Friday, November 12, 2004
MCAS performance spurs curriculum changes
Results from last year's MCAS (Massachusetts Comprehensive Assessment System) tests raised concerns at the Carlisle School. In general the Carlisle School does extremely well, with test scores placing the district near the top of elementary and middle schools in Massachusetts. But a disturbing pattern has emerged, according to Superintendent Marie Doyle, speaking at the November 3 Carlisle School Committee meeting. The current fifth-grade class, which took the test as fourth-graders last year, placed 110th out of 298 districts in the state, lower than expected. This has matched a pattern seen with the same class over four years, Doyle explained in a note to parents.
The key problem area was the "open ended" questions, in which the students must write an answer after reading text, citing examples from the material. These types of questions appear on all MCAS tests, including math and language arts. Students will need more instruction on answering these types of questions, Math Specialist Elizabeth Perry explained. Expressing concern that the students would be taught "to the test," committee member David Dockterman said, "I hate that concept. Don't fall into test-taking." "We won't teach to the test," Doyle replied, "but we don't want kids to be surprised by questions they've never done before."
As a result of the scores, the fifth-grade team presented a sixteen-point action plan to the school committee.

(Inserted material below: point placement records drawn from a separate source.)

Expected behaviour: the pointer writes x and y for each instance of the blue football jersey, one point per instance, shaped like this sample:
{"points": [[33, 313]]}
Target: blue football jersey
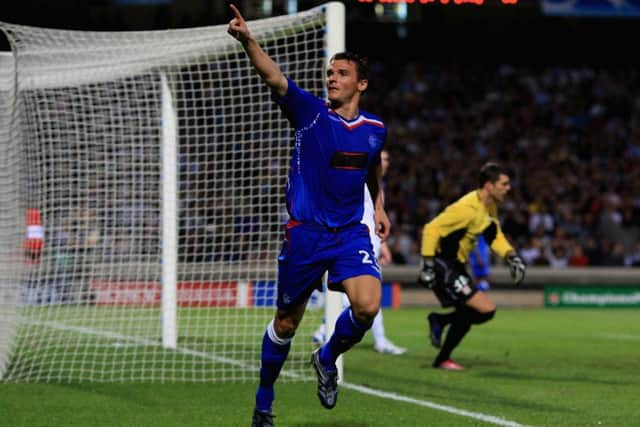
{"points": [[331, 159]]}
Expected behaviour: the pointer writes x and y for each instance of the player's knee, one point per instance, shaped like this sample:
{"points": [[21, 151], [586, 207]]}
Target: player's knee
{"points": [[365, 313], [285, 327], [478, 318]]}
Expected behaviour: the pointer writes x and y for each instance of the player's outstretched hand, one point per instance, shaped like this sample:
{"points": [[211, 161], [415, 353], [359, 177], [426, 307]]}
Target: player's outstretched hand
{"points": [[427, 276], [516, 267], [237, 26]]}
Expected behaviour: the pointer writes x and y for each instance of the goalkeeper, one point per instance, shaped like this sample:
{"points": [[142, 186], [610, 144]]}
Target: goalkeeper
{"points": [[446, 242]]}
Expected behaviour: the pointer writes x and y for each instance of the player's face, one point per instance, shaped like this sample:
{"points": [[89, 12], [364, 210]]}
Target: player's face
{"points": [[500, 188], [342, 81]]}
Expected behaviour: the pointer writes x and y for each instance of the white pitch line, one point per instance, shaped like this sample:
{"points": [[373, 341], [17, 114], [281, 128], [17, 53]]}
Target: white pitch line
{"points": [[355, 387]]}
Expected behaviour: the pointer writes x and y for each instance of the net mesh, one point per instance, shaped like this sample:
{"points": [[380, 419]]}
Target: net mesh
{"points": [[84, 113]]}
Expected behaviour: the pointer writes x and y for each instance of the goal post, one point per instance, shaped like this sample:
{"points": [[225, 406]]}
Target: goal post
{"points": [[335, 44], [11, 219], [157, 162]]}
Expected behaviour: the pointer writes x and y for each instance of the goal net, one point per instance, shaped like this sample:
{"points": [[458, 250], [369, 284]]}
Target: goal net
{"points": [[142, 205]]}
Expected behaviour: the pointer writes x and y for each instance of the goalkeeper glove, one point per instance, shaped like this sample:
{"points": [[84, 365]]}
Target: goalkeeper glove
{"points": [[516, 267], [427, 276]]}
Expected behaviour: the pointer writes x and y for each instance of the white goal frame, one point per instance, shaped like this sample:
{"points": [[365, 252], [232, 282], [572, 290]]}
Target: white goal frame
{"points": [[39, 72]]}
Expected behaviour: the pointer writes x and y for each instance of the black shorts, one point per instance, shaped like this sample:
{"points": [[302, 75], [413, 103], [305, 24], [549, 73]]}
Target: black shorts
{"points": [[453, 284]]}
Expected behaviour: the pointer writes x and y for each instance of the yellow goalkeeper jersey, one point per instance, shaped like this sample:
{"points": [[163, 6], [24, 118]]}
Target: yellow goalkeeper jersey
{"points": [[452, 234]]}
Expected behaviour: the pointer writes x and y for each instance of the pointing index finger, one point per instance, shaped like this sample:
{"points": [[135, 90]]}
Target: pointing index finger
{"points": [[236, 12]]}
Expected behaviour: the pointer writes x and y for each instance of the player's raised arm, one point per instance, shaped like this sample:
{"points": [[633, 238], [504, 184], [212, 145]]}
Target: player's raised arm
{"points": [[266, 67]]}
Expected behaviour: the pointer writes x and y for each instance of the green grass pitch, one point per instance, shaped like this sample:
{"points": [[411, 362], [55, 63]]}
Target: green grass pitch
{"points": [[555, 367]]}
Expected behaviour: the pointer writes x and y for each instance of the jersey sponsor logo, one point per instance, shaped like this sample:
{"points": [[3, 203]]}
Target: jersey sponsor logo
{"points": [[374, 141], [461, 285], [349, 160]]}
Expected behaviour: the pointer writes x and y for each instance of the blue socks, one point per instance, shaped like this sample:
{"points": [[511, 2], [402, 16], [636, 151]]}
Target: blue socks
{"points": [[348, 333], [274, 354]]}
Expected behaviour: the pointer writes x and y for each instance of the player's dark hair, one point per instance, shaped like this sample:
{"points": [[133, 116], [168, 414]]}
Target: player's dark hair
{"points": [[362, 63], [491, 172]]}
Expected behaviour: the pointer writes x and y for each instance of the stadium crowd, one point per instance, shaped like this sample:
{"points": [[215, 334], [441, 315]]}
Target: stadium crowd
{"points": [[569, 135]]}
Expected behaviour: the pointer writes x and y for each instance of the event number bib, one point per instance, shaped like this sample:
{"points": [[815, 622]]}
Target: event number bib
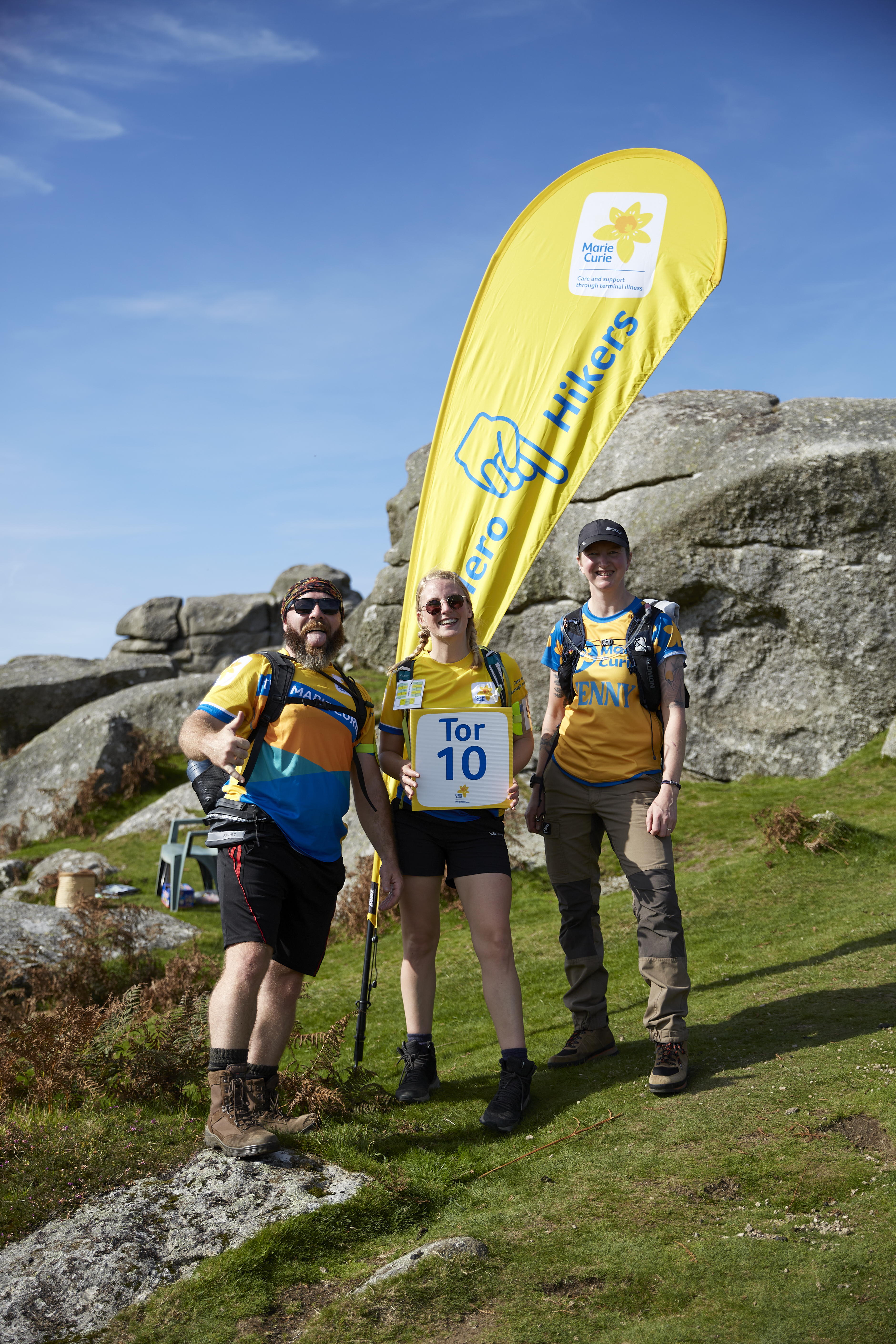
{"points": [[464, 757]]}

Highlights of the plan include:
· reviewing gaps in the curriculum, including the Everyday Math program, "embedding" the types of questions seen on the tests, as Perry explained;
· reinforcing math drill work and critical thinking;
· "increasing awareness of student and teacher responsibility regarding behavior that impacts the learning environment";
· adding a fifth-grade homework club;
· emphasizing positive reinforcement during Open Circle.
Doyle thanked the Carlisle Education Foundation for funding the new fifth-grade homework club.
Doyle met with fifth-grade parents at the end of October to explain the results and the steps that will be taken to target the areas identified as problems. "Most parents left the meeting feeling better. It was a good meeting; we feel good about what the school is doing," said fifth-grade parent Lisa Harris at the School Committee meeting.
The class is a "bubble group," with an average of 22 students for each class. The Middle School Task Force is preparing to present a middle school teaching model for the next year's sixth grade which will lower class sizes.